Nuova Icona galerisine ait San Ludovico kilisesindeki bu sergi, yerleştirme ve performansın algıyı zorlayan doğasına uygun olarak, sanatçı ve izleyici tarafından yorumlandığı gibi Hıristiyanlık, İslam ve Musevilik gibi üç dinin iç içe geçmesi önerisidir. Tarihsel ve dinsel belleğiyle Venedik bu proje için bulunmaz bir arka plan. Bu kentte geçmiş ve bugün iç içe geçerek çatışkılı bir karmaşa oluşturuyor; sanat ve din yan yana hâlâ önemli bir işlev taşıyor.

Sanatçının manifestosu

Serginin malzemesi dinlerin bildirisi ve sanatçının manifestosu olarak görsel-işitsel bir yerleştirmedir. Koreografisi Mevlevi Ziya Azazi tarafından yapılan açılış performansı ise temel inançlar yanında alternatif felsefenin olanaklarını ortaya koymaktadır.

Ölümün bütün canlılar için ortak gerçek olduğunu belirten ‘Ölüm Karşı Yakada’ başlıklı bu işinde Görgün, küresel değişim sürecinde dinlerin işlevi üstüne yeniden düşünmek zorunda olduğumuz konusunda bizi uyarıyor. Görgün “Ayrımcı dinsel öğretilere karşı devlet ve birey arasındaki ayrımın dinlerin önkoşulu olan barışçı felsefelerle bağdaşmadığını, küresellik ve din arasındaki çelişkili bağla ve yıkıcı çatışkıyla baş etmenin yollarını öğrenmek gerektiğini işaret ediyor. Yeni kutuplaşmaların oluştuğu küresellik merkezlerinde ve çok-dinli toplumların varlıklarını sürdürdüğü küresellik çeperlerinde dinlerin özüne inmek çıkarımızadır” diyor.

NATO toplantısı bağlamında Topkapı Sarayı’nda düzenelenen, ağırlıklı olarak geleneksel müziğe ve ‘modernist’ yaklaşımlara yaslanan ve artık geçerliği olmayan bir ‘patch-work’ özellikli postmodernliği yansıtan Lirik Tarih gösterisini TRT2’de izlerken, Görgün’ün sunduğu, metafor temelli bir iş bu bağlamda çok daha anlamlı ve etkili bir izlenim bırakırdı, diye düşündüm.

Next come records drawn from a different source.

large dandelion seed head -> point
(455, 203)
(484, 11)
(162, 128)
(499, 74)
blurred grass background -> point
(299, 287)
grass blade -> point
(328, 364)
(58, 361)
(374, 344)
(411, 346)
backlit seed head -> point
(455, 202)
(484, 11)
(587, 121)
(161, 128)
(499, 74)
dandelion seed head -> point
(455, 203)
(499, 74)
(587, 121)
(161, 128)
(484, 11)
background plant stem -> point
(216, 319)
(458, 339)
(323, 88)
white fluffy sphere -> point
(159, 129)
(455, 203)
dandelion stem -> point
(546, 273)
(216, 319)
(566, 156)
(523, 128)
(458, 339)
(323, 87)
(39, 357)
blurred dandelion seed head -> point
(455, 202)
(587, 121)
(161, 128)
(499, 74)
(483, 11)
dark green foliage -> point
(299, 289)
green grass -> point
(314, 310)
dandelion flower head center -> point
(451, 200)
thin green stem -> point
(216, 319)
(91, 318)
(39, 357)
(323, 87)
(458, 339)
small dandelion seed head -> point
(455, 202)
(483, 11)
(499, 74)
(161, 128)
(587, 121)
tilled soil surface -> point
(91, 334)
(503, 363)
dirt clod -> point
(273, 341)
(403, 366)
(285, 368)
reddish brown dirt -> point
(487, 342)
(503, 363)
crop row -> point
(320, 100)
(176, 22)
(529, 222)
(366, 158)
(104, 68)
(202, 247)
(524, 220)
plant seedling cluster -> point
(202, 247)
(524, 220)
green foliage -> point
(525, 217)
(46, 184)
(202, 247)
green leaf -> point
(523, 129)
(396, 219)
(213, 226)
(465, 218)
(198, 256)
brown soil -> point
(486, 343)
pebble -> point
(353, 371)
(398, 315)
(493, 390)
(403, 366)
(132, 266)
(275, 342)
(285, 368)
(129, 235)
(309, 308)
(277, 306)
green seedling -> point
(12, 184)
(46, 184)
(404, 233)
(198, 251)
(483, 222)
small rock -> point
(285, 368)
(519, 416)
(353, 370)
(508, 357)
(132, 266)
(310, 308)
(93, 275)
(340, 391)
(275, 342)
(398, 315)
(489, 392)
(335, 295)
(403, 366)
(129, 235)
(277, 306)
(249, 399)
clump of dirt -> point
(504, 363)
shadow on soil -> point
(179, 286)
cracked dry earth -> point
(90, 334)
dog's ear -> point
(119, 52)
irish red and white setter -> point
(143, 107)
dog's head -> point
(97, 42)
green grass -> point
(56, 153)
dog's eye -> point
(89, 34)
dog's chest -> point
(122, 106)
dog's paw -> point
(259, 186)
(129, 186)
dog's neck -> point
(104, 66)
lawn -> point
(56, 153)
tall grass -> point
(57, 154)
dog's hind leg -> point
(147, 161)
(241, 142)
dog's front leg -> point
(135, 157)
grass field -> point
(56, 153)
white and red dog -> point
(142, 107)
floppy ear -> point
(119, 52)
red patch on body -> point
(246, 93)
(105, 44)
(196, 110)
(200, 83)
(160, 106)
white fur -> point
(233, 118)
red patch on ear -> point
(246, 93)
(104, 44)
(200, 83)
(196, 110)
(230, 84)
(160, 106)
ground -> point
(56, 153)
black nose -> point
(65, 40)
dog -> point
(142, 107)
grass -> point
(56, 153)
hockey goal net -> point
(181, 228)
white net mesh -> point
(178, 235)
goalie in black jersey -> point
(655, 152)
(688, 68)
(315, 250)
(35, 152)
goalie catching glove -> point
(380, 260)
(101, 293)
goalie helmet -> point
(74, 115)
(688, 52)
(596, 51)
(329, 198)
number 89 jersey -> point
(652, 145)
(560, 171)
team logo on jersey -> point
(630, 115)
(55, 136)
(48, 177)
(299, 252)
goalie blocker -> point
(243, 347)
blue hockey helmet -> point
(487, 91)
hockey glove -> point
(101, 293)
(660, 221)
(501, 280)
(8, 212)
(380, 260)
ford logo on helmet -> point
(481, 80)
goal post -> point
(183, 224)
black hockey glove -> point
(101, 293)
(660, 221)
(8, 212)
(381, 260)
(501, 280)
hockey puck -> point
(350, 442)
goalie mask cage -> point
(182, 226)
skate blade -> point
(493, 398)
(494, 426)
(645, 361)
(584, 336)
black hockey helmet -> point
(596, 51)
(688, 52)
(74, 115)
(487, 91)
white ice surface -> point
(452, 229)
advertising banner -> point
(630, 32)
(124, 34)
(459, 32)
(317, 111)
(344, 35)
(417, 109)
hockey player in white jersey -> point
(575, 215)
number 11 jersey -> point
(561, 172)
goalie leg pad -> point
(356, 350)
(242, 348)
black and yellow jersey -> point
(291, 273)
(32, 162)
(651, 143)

Ne ki, bu tür ‘resmi’ gösterileri düzenleyenlerin henüz günümüz üretimlerini değerlendir(e)mediklerini de biliyoruz.
Yakında ‘kardeş şehir’ olması beklenen Venedik ve İstanbul arasında 90’lı yılların ortasından bu yana sanat ilişkisi yoğun olarak sürüyor; bu yalnız Venedik Bienallerine katılım ile sınırlı değil. Nuova Icona galerisi yöneticisi Vittorio Urbani ‘by-pass’ başlıklı projesiyle sürekli bir iletişim için bizlerle işbirliği yapıyor. 2001’deki Venedik Bienali’nde Nuova İcona ‘Itırlı Bahçe’ sergisiyle Türkiye pavyonuydu. 2003 İstanbul Bienali’nde Maçka Sanat Galerisi Nuova İcona’nın bir sergisini sundu. Kardeş şehir olma sürecinde bireysel ve kurumsal ilişkilerin göz ardı edilmemesini umut ediyoruz.